En cuanto a la CGT, de la que por su naturaleza y sus fines se espera que defienda el trabajo y el salario, hubo reclamos por su tibieza de parte de compañeras y compañeros que claramente eran activistas gremiales, lo que hace pensar que si su cúpula hubiera concurrido de manera institucional, la habrían increpado a gusto, como ya sucedió en otras ocasiones
Aunque todavia no conocemos hasta dónde impactará la movilización de este sábado, hay algo que resulta inocultable: una protesta que se suponía sectorial y limitada a una minoría, tomó un carácter universal y condensó todas las reivindicaciones de vida y de trabajo que Milei viene agraviando. Y eso cuando casi nadie, ni siquiera entre la militancia, esperaba semejante protesta convocada por colectivos que son subestimados hasta por gentes que andan por ahí presumiendo de librepensadores.

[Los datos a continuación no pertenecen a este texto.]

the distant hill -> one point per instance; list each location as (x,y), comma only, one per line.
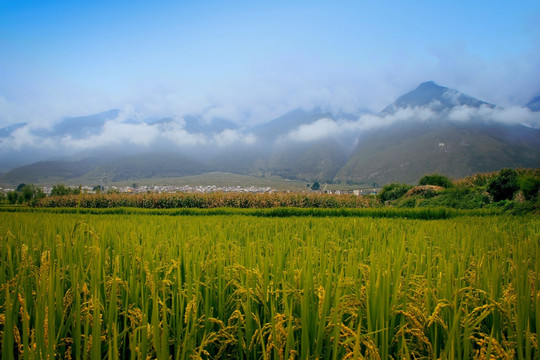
(422,132)
(404,151)
(436,97)
(534,104)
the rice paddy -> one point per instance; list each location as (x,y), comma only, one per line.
(137,286)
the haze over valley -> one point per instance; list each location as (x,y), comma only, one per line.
(320,91)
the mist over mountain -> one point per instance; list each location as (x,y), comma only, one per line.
(429,129)
(534,104)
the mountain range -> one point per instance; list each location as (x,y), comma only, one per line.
(429,129)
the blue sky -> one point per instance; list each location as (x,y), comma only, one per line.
(250,61)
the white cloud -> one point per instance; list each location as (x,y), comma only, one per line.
(232,137)
(115,132)
(325,127)
(174,131)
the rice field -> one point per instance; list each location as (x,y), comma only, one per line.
(141,286)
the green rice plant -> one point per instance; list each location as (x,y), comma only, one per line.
(129,284)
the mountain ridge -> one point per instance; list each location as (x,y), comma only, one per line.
(401,150)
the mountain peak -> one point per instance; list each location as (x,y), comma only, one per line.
(436,97)
(429,85)
(534,104)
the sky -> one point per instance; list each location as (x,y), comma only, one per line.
(251,61)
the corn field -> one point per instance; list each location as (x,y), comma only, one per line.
(209,200)
(86,286)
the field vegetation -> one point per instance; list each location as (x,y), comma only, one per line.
(140,286)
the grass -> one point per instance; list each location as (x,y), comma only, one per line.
(387,212)
(137,286)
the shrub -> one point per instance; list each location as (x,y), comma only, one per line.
(504,185)
(12,196)
(530,185)
(393,191)
(436,179)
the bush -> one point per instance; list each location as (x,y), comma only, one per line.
(530,185)
(504,185)
(393,191)
(436,179)
(12,196)
(30,194)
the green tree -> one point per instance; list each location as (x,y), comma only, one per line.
(12,196)
(29,194)
(393,191)
(504,185)
(436,179)
(530,185)
(60,190)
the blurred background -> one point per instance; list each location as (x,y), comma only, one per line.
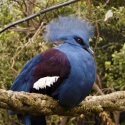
(20,43)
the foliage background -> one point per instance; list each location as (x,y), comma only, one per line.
(22,42)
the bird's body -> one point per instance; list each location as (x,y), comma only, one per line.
(66,72)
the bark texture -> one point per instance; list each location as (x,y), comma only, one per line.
(31,103)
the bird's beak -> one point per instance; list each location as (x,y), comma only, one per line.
(90,51)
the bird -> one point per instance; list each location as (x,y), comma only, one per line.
(66,72)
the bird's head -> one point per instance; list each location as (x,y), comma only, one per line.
(70,29)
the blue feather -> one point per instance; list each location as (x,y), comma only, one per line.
(69,26)
(81,78)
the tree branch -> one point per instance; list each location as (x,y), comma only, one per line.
(37,14)
(39,104)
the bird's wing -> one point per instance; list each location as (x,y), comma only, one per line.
(39,74)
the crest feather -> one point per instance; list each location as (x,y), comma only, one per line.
(69,26)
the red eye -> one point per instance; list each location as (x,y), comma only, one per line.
(79,40)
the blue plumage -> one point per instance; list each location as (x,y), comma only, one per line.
(66,72)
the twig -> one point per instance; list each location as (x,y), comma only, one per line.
(37,14)
(38,104)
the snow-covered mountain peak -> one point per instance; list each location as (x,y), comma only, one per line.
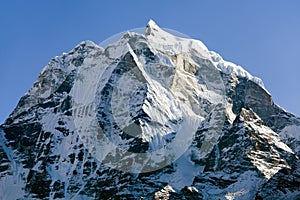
(151,115)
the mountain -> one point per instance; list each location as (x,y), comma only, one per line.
(151,116)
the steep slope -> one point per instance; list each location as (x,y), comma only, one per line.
(151,115)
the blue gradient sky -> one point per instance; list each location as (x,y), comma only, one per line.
(261,36)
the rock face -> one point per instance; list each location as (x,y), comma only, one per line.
(151,116)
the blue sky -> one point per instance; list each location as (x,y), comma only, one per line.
(261,36)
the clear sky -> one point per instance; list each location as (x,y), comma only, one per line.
(261,36)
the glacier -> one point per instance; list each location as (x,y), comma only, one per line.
(153,116)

Esta generalización de las consignas, planteada por la mayoría de los manifestantes, que mencionaban una y otra vez a los jubilados, a los estudiantes, a los desempleados y demás víctimas de la depredación, mostró claramente que la anemia de la dirigencia política opositora, atravesada por sus conflictos intestinos, no es obstáculo ni desampara la voluntad de lucha.
No es que exista un «que se vayan todos», es decir un repudio generalizado a los políticos, si no una especie de desencanto e impotencia derivados del apoyo político y social mayoritario logrado por Milei.

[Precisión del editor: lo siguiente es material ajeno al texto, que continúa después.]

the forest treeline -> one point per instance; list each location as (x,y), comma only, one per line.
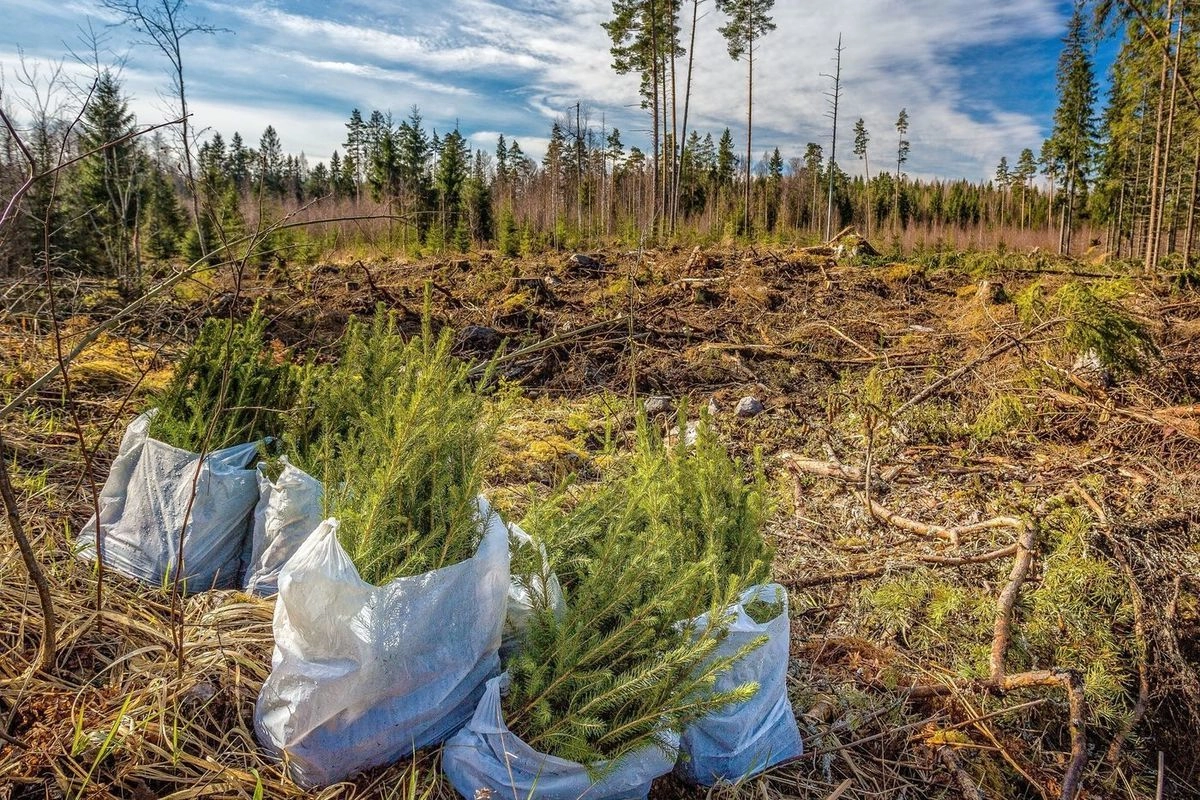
(1125,174)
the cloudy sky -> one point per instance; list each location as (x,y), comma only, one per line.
(976,76)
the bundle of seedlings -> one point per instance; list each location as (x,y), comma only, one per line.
(403,585)
(654,564)
(691,491)
(175,505)
(399,432)
(402,445)
(707,501)
(229,388)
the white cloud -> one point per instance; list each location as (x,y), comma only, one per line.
(515,65)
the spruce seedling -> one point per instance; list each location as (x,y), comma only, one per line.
(669,535)
(401,439)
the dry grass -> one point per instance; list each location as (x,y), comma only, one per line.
(829,348)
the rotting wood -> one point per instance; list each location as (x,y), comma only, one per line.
(47,651)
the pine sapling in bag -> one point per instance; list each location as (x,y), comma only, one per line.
(223,400)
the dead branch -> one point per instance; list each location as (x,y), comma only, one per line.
(48,650)
(838,470)
(936,386)
(877,571)
(1008,596)
(966,786)
(1174,417)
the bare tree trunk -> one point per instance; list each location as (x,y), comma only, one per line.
(1152,223)
(1189,236)
(687,101)
(676,145)
(654,110)
(749,126)
(48,650)
(1170,134)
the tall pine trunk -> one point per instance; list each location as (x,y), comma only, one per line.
(687,97)
(1189,235)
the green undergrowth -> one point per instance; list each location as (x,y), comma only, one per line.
(1075,613)
(229,388)
(401,439)
(1092,320)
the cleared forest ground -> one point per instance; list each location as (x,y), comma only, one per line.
(982,458)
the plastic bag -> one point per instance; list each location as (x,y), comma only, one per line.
(744,739)
(525,590)
(485,755)
(288,510)
(148,497)
(364,675)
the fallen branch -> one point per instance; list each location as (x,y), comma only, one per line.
(838,470)
(934,388)
(1161,417)
(922,560)
(966,786)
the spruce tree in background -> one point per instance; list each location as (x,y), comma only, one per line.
(862,138)
(1026,168)
(414,172)
(1073,139)
(748,22)
(451,176)
(270,163)
(901,157)
(645,37)
(111,186)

Encima, todos los encuestadores señalan un fuerte componente peronista en ese apoyo. Entre los fieles, se le atribuye la derrota a la gestión fallida de Alberto Fernández, que obviamente compromete a Cristina Fernández de Kirchner, sin que se considere ningún otro elemento ajeno a su arbitrio personal.
Volviendo a la marcha del sábado, parece claro que aquí y ahora no hay vanguardias, que las multitudes callejeras, por ahora, no le otorgan un lugar de dirigentes a quienes se creen tales, y que ese lugar no se gana con pronunciamientos o yendo a las marchas a mendigar visibilidad.
En los primeros años de la recuperación democrática, Raúl Alfonsín no simpatizaba con los movimientos sociales y los organismos de Derechos Humanos. Los consideraba incompatibles con la democracia formal y los partidos políticos, únicos legitimados para tramitar las protestas.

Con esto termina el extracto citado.